As the central nervous system links all bodily activities people may experience many different types of symptoms.|
“The specific symptoms that appear depend upon which part of your central nervous system is affected and the role of the damaged nerve.”
No one knows the exact cause of MS but it is likely that a mixture of genetic and environmental factors play a role, according to Aidan Larkin.
“Genes and family history MS is not directly inherited. Unlike some conditions, such as cystic fibrosis, for example, there is no single gene that causes it. It’s likely that a combination of genes make some people more susceptible to developing MS but not everyone with this gene combination will develop MS. Genes are only part of the story. There are environmental factors, too.

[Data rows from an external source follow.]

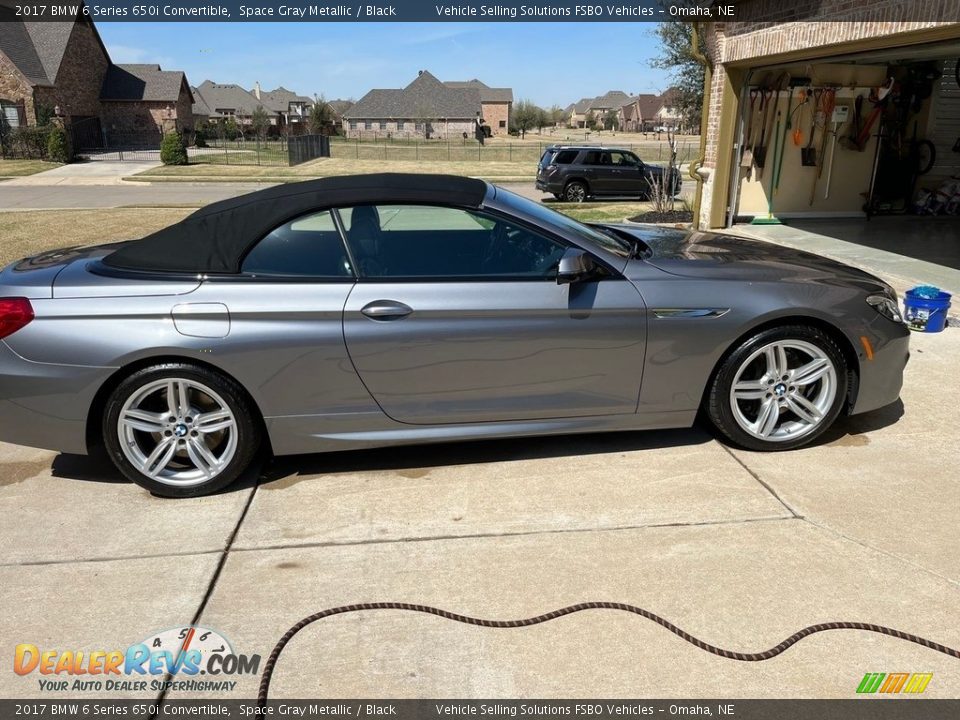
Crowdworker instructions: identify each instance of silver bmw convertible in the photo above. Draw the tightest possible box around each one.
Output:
[0,175,909,497]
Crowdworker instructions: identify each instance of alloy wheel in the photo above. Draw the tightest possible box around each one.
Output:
[117,377,238,487]
[729,340,838,442]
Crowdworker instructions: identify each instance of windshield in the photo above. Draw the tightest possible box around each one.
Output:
[497,187,633,257]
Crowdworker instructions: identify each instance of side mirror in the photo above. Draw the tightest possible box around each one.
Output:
[557,248,597,285]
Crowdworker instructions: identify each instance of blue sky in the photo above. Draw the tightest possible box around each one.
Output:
[97,22,669,107]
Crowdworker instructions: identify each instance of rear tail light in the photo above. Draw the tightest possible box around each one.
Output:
[0,298,34,340]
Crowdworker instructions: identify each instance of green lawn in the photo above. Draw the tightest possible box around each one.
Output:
[0,160,60,178]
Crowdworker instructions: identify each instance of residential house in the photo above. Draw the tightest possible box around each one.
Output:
[193,80,270,127]
[250,82,313,135]
[100,65,194,147]
[343,70,513,138]
[568,90,630,128]
[693,0,960,231]
[444,78,513,135]
[0,4,193,149]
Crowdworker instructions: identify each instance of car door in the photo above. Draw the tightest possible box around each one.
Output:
[340,206,646,425]
[609,150,649,197]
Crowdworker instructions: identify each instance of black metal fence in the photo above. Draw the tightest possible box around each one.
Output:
[287,135,330,165]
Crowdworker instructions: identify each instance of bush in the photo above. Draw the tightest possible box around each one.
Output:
[160,132,187,165]
[47,126,70,163]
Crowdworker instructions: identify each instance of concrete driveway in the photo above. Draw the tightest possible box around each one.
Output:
[0,328,960,698]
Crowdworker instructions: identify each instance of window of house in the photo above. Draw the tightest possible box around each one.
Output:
[242,210,353,279]
[338,205,566,280]
[0,100,21,128]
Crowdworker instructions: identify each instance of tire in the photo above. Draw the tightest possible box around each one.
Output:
[563,180,587,202]
[706,325,848,452]
[103,363,261,498]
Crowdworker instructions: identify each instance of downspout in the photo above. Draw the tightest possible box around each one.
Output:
[687,22,713,228]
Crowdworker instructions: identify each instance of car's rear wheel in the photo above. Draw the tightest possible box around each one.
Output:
[563,180,587,202]
[103,363,260,497]
[707,325,847,451]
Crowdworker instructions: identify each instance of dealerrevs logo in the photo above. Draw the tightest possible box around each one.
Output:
[13,625,260,692]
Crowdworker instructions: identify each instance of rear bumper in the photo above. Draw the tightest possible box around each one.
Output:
[0,341,112,454]
[850,317,910,415]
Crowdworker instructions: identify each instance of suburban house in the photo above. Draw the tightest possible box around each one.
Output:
[618,88,683,132]
[343,70,513,138]
[250,82,313,135]
[99,65,194,147]
[567,90,630,128]
[692,0,960,238]
[0,5,193,149]
[193,80,268,125]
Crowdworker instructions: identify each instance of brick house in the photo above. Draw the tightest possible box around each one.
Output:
[694,0,960,228]
[343,70,513,138]
[0,5,193,149]
[100,65,194,147]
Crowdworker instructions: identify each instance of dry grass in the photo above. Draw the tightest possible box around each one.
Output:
[134,158,537,182]
[0,160,60,178]
[0,208,193,266]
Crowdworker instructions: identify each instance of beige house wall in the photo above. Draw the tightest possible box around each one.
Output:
[700,5,960,228]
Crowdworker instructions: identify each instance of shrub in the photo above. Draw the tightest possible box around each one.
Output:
[160,132,187,165]
[47,126,70,163]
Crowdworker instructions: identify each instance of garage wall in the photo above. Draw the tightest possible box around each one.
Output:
[922,59,960,187]
[737,65,886,217]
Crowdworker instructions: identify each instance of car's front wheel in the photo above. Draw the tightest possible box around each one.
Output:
[563,180,587,202]
[103,363,260,497]
[707,325,847,451]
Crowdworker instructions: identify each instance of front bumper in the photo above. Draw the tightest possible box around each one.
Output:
[0,341,113,454]
[850,315,910,415]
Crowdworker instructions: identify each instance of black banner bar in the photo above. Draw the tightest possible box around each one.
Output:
[0,696,960,720]
[0,0,960,23]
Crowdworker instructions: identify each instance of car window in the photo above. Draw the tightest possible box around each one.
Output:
[241,211,353,278]
[338,205,566,280]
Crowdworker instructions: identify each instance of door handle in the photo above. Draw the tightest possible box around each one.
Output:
[360,300,413,320]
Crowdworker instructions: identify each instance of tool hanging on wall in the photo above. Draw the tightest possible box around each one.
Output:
[750,110,783,225]
[753,72,790,180]
[809,88,837,207]
[740,88,760,180]
[823,105,850,200]
[800,88,823,167]
[787,90,810,147]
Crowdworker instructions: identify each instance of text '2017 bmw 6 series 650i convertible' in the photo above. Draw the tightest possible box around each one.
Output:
[0,175,909,497]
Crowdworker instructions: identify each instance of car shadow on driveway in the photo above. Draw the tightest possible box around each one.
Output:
[261,427,713,490]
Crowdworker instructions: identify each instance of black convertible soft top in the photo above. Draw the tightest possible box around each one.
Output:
[102,173,487,273]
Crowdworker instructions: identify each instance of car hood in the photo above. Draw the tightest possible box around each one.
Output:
[616,224,889,292]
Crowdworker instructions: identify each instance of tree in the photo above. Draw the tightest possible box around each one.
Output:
[650,22,705,128]
[603,108,620,130]
[250,105,270,140]
[510,100,543,137]
[160,131,187,165]
[47,125,70,163]
[307,95,336,135]
[548,105,567,126]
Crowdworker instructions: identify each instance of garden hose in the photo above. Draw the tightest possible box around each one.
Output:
[257,601,960,707]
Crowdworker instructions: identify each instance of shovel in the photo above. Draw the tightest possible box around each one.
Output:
[800,88,823,167]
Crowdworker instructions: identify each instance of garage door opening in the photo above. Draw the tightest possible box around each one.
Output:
[727,41,960,290]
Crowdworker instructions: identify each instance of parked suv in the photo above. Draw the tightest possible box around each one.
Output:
[537,145,680,202]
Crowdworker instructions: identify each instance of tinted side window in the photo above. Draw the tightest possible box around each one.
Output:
[242,211,353,278]
[339,205,565,279]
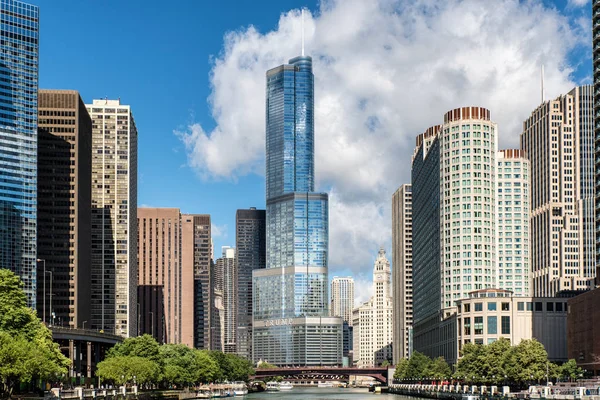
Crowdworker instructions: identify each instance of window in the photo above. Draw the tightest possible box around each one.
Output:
[488,315,498,335]
[464,318,471,335]
[473,317,483,335]
[502,315,510,335]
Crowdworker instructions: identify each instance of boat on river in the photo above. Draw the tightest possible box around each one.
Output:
[267,381,280,392]
[231,382,248,397]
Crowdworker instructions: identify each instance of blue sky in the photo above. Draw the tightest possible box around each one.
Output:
[32,0,322,252]
[31,0,591,300]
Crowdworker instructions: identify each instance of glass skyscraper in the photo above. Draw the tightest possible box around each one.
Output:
[0,0,38,308]
[252,56,342,366]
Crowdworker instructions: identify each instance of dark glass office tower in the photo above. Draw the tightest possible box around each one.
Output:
[253,56,342,366]
[234,208,267,359]
[592,0,600,271]
[0,0,42,308]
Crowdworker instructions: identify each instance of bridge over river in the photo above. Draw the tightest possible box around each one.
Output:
[254,367,388,384]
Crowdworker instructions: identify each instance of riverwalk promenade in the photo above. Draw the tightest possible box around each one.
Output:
[388,384,600,400]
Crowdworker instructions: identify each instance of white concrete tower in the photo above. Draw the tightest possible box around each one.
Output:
[440,107,498,317]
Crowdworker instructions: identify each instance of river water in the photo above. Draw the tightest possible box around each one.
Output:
[244,387,415,400]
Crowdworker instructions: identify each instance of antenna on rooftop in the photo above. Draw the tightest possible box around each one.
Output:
[302,8,304,56]
[542,64,546,103]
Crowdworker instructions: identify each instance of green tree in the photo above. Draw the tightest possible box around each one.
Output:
[425,357,452,380]
[159,344,199,386]
[194,350,219,383]
[506,339,548,383]
[478,338,511,383]
[0,269,71,397]
[406,351,431,379]
[106,334,161,364]
[454,343,486,383]
[558,359,583,381]
[96,356,160,385]
[394,358,408,380]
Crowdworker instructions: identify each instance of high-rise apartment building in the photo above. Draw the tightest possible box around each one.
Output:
[235,208,267,359]
[252,55,342,366]
[0,0,43,308]
[137,208,194,347]
[521,85,596,296]
[214,246,237,353]
[87,99,138,337]
[181,214,213,350]
[392,184,413,364]
[329,276,354,326]
[37,90,92,328]
[412,107,498,361]
[354,249,393,367]
[496,149,532,296]
[209,258,225,351]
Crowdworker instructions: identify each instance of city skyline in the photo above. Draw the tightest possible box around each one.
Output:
[25,1,591,300]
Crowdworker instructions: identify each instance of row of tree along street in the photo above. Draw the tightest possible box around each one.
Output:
[96,335,254,388]
[394,338,583,387]
[0,269,583,398]
[0,269,71,398]
[0,269,254,398]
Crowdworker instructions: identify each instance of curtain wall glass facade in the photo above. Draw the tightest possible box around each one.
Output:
[252,56,342,366]
[0,0,38,308]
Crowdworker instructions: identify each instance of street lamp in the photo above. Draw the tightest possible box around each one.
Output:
[36,258,46,324]
[46,271,54,325]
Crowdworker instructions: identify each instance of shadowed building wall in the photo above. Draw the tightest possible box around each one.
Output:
[234,208,266,359]
[37,90,92,328]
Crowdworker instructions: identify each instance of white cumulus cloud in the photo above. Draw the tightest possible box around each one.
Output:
[177,0,589,300]
[568,0,590,7]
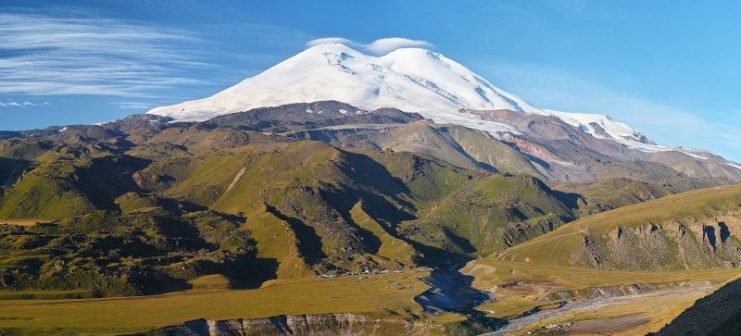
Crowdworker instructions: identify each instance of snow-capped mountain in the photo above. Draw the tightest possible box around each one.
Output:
[149,42,668,152]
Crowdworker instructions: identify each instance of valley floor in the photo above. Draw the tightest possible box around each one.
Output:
[0,271,428,335]
[463,258,739,335]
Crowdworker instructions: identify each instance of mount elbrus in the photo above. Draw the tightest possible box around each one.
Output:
[0,43,741,335]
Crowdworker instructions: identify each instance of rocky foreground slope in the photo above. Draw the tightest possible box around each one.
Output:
[0,101,737,295]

“MS is more common in areas further away from the equator. It is virtually unheard of in places like Malaysia or Ecuador, but relatively common in Britain, North America, Canada, Scandinavia, southern Australia and New Zealand.”
He says it is not clear why people further away from the equator are more likely to get the condition. It is possible that something in the environment, perhaps bacterial or viral, plays a role. No single virus has been identified as definitely contributing to MS but there is growing evidence that a common childhood virus, such as Epstein Barr virus (which can cause glandular fever ), may act as a trigger.
There is also a growing amount of research which suggests that a lack of vitamin D could be a factor in causing the disease.
“We get most of our vitamin D from exposure to sunlight,” explains Mr Larkin. “Low levels of this vitamin have been linked to higher numbers of people developing many different conditions, including MS.
“MS is complex and can cause many different symptoms so it’s not easy to diagnose. It’s hard to pinpoint exactly when MS begins and the early signs and symptoms are different for everyone.”
It is not uncommon for a diagnosis to take several months or even longer. A range of other possible causes need to be explored and many different tests need to be carried out.
While there is no cure for MS there are different ways of managing the condition. This may include drug treatments for individual symptoms or relapses, diet, exercise and complementary therapies.
MS symptoms may include vision and balance difficulties, dizziness, fatigue, bladder problems and stiffness/spasms. Problems with bowel, speech, swallowing, tremor, memory, thinking and emotions may also occur.